15) Album – Girls I was very, very resistant to this album at first. I knew it was fun and I knew that every single person I knew liked it. To me, this signaled that maybe the album was a little too easy to be great. Despite my desire to keep listening to it, I buried my adoration of Girls in the bottom of my hype-hating heart. Then, they put out a music video with microphone penises. The tide was turned, and I was officially won over. Yes, most of the songs on this album are fun and easy. But they’re also brilliant. It’s very difficult to write such well-constructed, upbeat songs, and the half-joking half-pleading vocals give the album a wonderful sarcastic edge. This is the album I’ll be giving my nephews when they’re teenagers, hoping that it’ll influence them enough to get into indie rock from the 2000s. I have full confidence that it will.
14) Face Control – Handsome Furs This album has been criminally overlooked. I don’t know how Dan Boeckner (of Wolf Parade) comes up with so many good songs, but there are really some astounding tracks on this album. I’m not normally a fan of the whole dancey rock with synths thing, but these songs are actually just very, very good. I think that’s why the general public who typically likes this dancey rock sort of thing that’s been so popular this year (I’m particularly thinking of Florence and the Machine and Phoenix, for example), hasn’t taken hold of this album in the same way- because the songs are good and a little more challenging than we usually expect from this genre. I don’t know. Maybe I watched the “I’m Confused” zombie music video one too many times, but I will defend this album’s awesomeness (without much coherent argument) to the bitter end.
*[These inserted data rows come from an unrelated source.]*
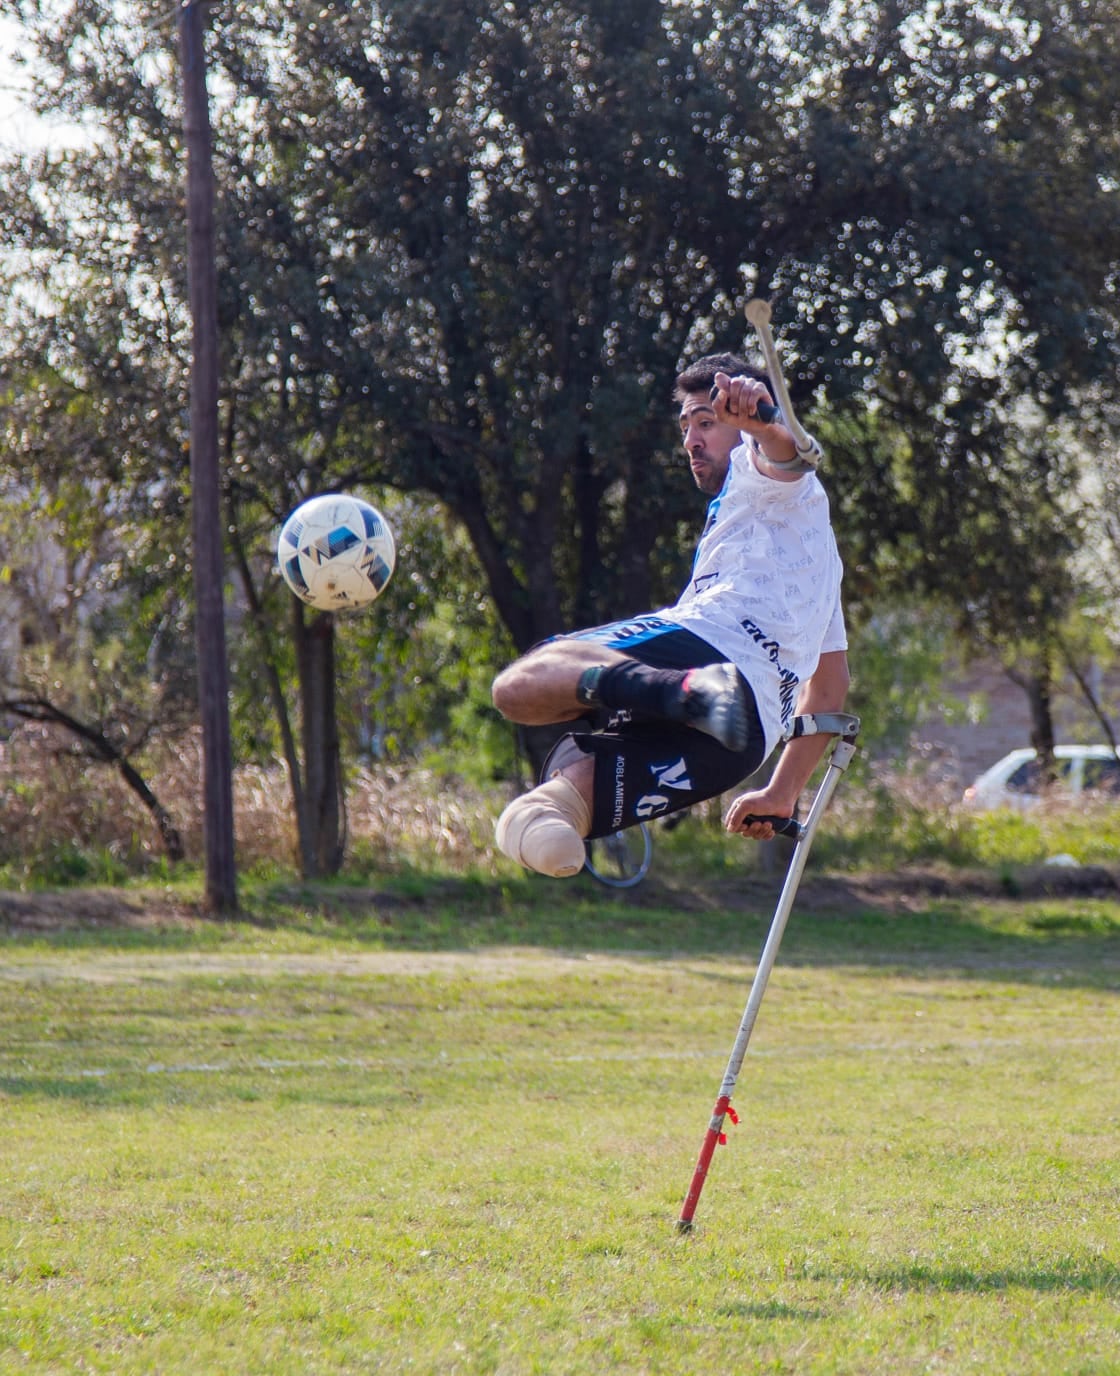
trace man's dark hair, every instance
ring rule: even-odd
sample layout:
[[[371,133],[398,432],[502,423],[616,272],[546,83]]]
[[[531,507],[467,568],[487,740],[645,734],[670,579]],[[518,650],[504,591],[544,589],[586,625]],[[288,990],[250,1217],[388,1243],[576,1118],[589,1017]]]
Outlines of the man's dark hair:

MP3: “I’m Confused” – Handsome Furs
13) Bromst – Dan Deacon This album builds so slowly that the first audible sound doesn’t even begin until forty seconds have already passed. And, as said in my “Snookered” write-up, build is what this album is about. I think I like this album so very much because I’m so surprised how much Deacon has matured. His Santa Claus-like physique and jolly nature make him a figure to root for, but his wacky tunes and fun live show didn’t exactly make me think he’d ever produce such a stunning piece of art. But I’m so glad he proved me wrong, and it feel so good to love this album. Darker, more complex, grander, Bromst is incredible.
12) Bitte Orca – Dirty Projectors Yeah, it’s good. It’s really, really good. This is, in my estimation, the “best” album to come out this year (maybe MPP, but probably Bitte Orca). There’s not much I can really say about this that hasn’t been said. But, my favorite reason why this album is so innovative and important, is its amazing incorporation of female hip-hop vocal styles into Longstreth’s weird brand of guitar rock. It’s incredibly fitting that Beyonce was at their pool party show this summer. I hear Beyonce all over this album.
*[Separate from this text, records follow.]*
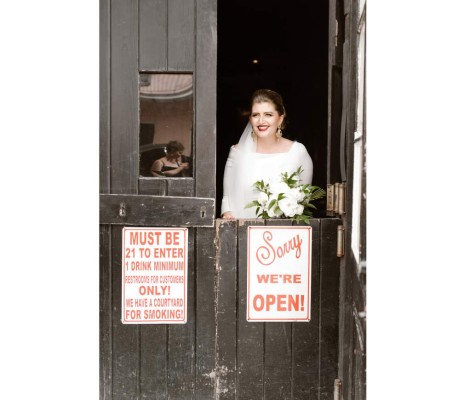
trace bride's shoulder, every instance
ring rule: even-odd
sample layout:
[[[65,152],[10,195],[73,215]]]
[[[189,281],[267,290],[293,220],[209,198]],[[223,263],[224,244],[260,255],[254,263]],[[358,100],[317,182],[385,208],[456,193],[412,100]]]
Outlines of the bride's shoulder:
[[[294,143],[293,140],[290,140],[290,139],[287,139],[287,138],[281,138],[280,139],[280,149],[281,149],[282,153],[286,153],[287,151],[289,151],[291,149],[291,147],[293,146],[293,143]]]

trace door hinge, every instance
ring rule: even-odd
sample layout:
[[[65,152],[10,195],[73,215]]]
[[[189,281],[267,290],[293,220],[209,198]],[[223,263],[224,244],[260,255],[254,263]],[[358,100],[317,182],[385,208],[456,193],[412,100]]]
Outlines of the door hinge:
[[[334,400],[341,400],[342,380],[337,378],[334,381]]]
[[[345,214],[345,187],[344,183],[335,184],[335,212]]]
[[[327,211],[345,214],[346,184],[327,184]]]
[[[338,225],[337,227],[337,257],[345,255],[345,227]]]

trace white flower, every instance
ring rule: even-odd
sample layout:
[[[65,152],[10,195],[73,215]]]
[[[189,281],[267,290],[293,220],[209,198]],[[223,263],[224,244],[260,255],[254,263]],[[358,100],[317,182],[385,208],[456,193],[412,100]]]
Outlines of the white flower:
[[[262,206],[266,205],[269,201],[269,196],[265,192],[259,192],[258,203]]]
[[[271,180],[269,182],[269,190],[272,194],[278,195],[279,193],[287,194],[290,188],[285,182]]]
[[[288,195],[293,197],[298,203],[305,198],[304,192],[302,192],[299,187],[290,189]]]
[[[312,200],[320,199],[325,192],[317,186],[302,184],[297,175],[299,172],[301,167],[291,174],[283,172],[280,177],[256,181],[253,184],[255,200],[247,204],[246,208],[256,207],[256,215],[265,219],[285,217],[309,223],[312,213],[308,209],[305,214],[303,204],[308,205]]]
[[[293,196],[285,197],[279,201],[279,208],[285,214],[286,217],[294,217],[303,213],[304,207],[298,204],[297,200]]]

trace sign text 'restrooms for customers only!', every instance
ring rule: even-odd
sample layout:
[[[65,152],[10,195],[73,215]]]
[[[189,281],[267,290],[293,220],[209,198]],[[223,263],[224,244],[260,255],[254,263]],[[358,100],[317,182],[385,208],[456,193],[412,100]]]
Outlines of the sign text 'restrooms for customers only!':
[[[187,322],[187,228],[124,228],[123,324]]]

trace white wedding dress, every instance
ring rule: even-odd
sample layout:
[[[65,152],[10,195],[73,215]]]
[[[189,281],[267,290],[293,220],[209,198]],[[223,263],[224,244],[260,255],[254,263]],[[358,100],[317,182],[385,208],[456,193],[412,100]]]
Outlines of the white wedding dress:
[[[257,153],[256,143],[251,138],[251,126],[248,124],[238,145],[231,147],[227,158],[221,215],[230,211],[235,218],[256,218],[255,207],[245,208],[258,197],[253,184],[262,179],[278,179],[281,173],[293,173],[300,166],[303,169],[301,183],[311,184],[313,162],[304,145],[293,142],[286,153]]]

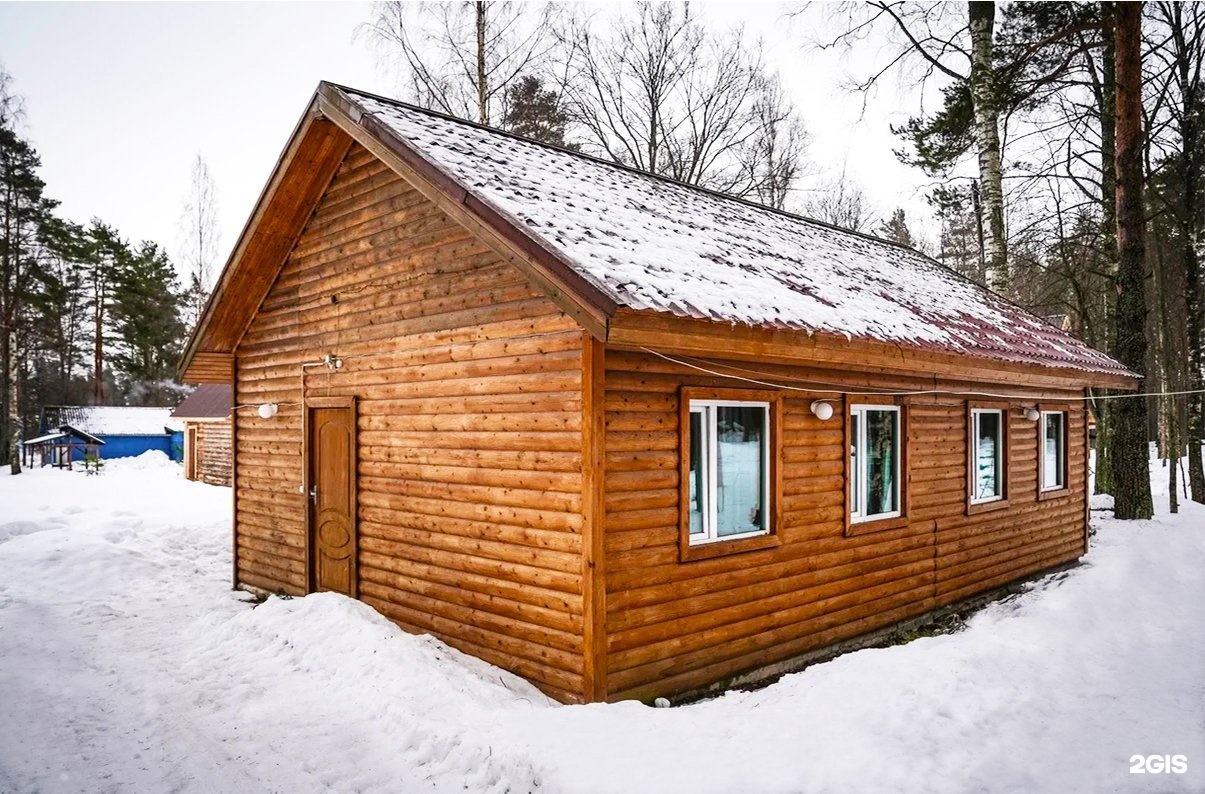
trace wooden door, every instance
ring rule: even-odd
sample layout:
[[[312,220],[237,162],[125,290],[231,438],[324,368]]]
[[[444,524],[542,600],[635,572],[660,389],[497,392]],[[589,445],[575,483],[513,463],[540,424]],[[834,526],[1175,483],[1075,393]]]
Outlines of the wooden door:
[[[189,425],[184,431],[184,479],[197,479],[197,426]]]
[[[355,399],[307,400],[305,418],[309,590],[355,598]]]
11) Power Move – Screaming Females I listened to this album a whole lot this year. It’s good. It’s definitely good. But looking back, I think the reason I’ve enjoyed it so much is because it’s really inspiring to hear such a good female lead guitar player. Not just a female guitar player, but a true female front-man, who really kicks serious ass, without being generally labeled as a “girl band.” Maybe that shouldn’t be a reason to pick this as my number eleven album of the year, but also, maybe it should be. Plus, these are some serious kick-ass harder rock songs no matter which way you slice it.